First, we load the necessary packages and create an example landscape.
library(metaRange)
library(terra)
set_verbosity(2)
raster_file <- system.file("ex/elev.tif", package = "terra")
r <- rast(raster_file)
temperature <- scale(r, center = FALSE, scale = TRUE) * 10 + 273.15
temperature <- rep(temperature, 10)
landscape <- sds(temperature)
names(landscape) <- c("temperature")
Then we set up the basic simulation with two identical species.
sim <- create_simulation(landscape)
#> number of time steps: 10
#> time step layer mapping: 1, 2, 3, 4, 5, 6, 7, 8, 9, 10
#> added environment
#> class : SpatRasterDataset
#> subdatasets : 1
#> dimensions : 90, 95 (nrow, ncol)
#> nlyr : 10
#> resolution : 0.008333333, 0.008333333 (x, y)

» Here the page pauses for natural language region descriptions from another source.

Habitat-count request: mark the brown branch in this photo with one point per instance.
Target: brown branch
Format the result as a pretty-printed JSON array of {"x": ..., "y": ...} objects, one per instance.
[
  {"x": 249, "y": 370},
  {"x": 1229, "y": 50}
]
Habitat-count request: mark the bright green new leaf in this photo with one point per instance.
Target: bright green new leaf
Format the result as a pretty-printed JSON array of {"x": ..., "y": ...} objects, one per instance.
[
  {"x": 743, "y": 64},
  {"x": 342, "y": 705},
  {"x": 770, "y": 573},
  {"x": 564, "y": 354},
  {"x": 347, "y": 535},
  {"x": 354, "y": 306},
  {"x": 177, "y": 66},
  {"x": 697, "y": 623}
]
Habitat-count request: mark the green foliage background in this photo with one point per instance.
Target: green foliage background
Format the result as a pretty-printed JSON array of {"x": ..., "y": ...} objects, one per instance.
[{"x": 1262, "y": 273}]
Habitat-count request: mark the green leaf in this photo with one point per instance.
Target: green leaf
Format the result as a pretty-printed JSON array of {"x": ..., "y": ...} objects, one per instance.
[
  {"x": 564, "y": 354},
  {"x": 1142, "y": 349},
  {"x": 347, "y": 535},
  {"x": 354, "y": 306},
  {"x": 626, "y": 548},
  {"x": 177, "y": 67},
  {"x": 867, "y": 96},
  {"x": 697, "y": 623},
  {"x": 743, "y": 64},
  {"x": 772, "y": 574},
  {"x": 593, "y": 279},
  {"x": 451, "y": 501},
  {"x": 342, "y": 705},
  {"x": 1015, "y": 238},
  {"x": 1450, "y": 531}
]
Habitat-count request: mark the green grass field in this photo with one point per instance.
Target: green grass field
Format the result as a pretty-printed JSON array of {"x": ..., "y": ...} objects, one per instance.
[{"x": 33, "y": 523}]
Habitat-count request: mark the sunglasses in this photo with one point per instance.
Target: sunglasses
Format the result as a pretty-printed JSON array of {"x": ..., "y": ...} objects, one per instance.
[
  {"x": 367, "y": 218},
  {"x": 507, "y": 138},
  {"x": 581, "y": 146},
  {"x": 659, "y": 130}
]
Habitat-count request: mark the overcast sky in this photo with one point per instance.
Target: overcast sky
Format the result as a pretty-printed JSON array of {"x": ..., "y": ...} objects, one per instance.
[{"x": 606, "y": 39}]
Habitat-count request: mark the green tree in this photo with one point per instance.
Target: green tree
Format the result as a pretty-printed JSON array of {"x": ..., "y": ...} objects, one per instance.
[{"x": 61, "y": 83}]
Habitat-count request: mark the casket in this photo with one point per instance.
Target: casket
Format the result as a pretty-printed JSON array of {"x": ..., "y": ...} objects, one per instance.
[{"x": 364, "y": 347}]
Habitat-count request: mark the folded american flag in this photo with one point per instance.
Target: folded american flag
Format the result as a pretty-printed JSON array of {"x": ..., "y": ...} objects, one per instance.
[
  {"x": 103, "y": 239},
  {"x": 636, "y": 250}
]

#> extent : 5.741667, 6.533333, 49.44167, 50.19167 (xmin, xmax, ymin, ymax)
#> coord. ref. : lon/lat WGS 84 (EPSG:4326)
#> source(s) : memory
#> names : temperature
#>
#> created simulation: simulation_210d0fd2
sim$add_species("species_1")
#> adding species
#> name: species_1
sim$add_species("species_2")
#> adding species
#> name: species_2
sim$add_traits(
species = c("species_1", "species_2"),
abundance = 100,
climate_suitability = 1,
reproduction_rate = 0.3,
carrying_capacity = 1000
)
#> adding traits:
#> [1] "abundance" "climate_suitability" "reproduction_rate"
#> [4] "carrying_capacity"
#>
#> to species:
#> [1] "species_1" "species_2"
#>
sim$add_traits(
species = c("species_1", "species_2"),
population_level = FALSE,
max_temperature = 300,
optimal_temperature = 288,
min_temperature = 280,
dispersal_kernel = calculate_dispersal_kernel(
max_dispersal_dist = 7,
kfun = negative_exponential_function,
mean_dispersal_dist = 4
)
)
#> adding traits:
#> [1] "max_temperature" "optimal_temperature" "min_temperature"
#> [4] "dispersal_kernel"
#> to species:
#> [1] "species_1" "species_2"
#>
sim$add_process(
species = c("species_1", "species_2"),
process_name = "calculate_suitability",
process_fun = function() {
self$traits$climate_suitability <-
calculate_suitability(
self$traits$max_temperature,
self$traits$optimal_temperature,
self$traits$min_temperature,
self$sim$environment$current$temperature
)
},
execution_priority = 1
)
#> adding process: calculate_suitability
#> to species:
#> [1] "species_1" "species_2"
#>
sim$add_process(
species = c("species_1", "species_2"),
process_name = "reproduction",
process_fun = function() {
self$traits$abundance <-
ricker_reproduction_model(
self$traits$abundance,
self$traits$reproduction_rate * self$traits$climate_suitability,
self$traits$carrying_capacity * self$traits$climate_suitability
)
},
execution_priority = 2
)
#> adding process: reproduction
#> to species:
#> [1] "species_1" "species_2"
#>
Now we add the two methods of dispersal to the two species to highlight the difference.
sim$add_process(
species = "species_1",
process_name = "dispersal_process",
process_fun = function() {
self$traits[["abundance"]] <- dispersal(
abundance = self$traits[["abundance"]],
dispersal_kernel = self$traits[["dispersal_kernel"]]
)
},
execution_priority = 3
)
#> adding process: dispersal_process
#> to species:
#> [1] "species_1"
#>
sim$add_process(
species = "species_2",
process_name = "dispersal_process",
process_fun = function() {
self$traits[["abundance"]] <- dispersal(
abundance = self$traits[["abundance"]],
dispersal_kernel = self$traits[["dispersal_kernel"]],
weights = self$traits[["climate_suitability"]]
)
},
execution_priority = 3
)
#> adding process: dispersal_process
#> to species:
#> [1] "species_2"
#>
To see the effect, we run the simulation for 10 time steps and plot the results.
set_verbosity(0)
sim$begin()
plot_cols <- hcl.colors(100, "Purple-Yellow", rev = TRUE)
plot(sim, "species_1", "abundance", col = plot_cols)
Note how the plot for species two is less “blurry” and the different scales of the two plots. While the first species loses individuals by dispersing into unsuitable habitat, the second species can keep a much larger population size, by moving towards more suitable habitat during dispersal.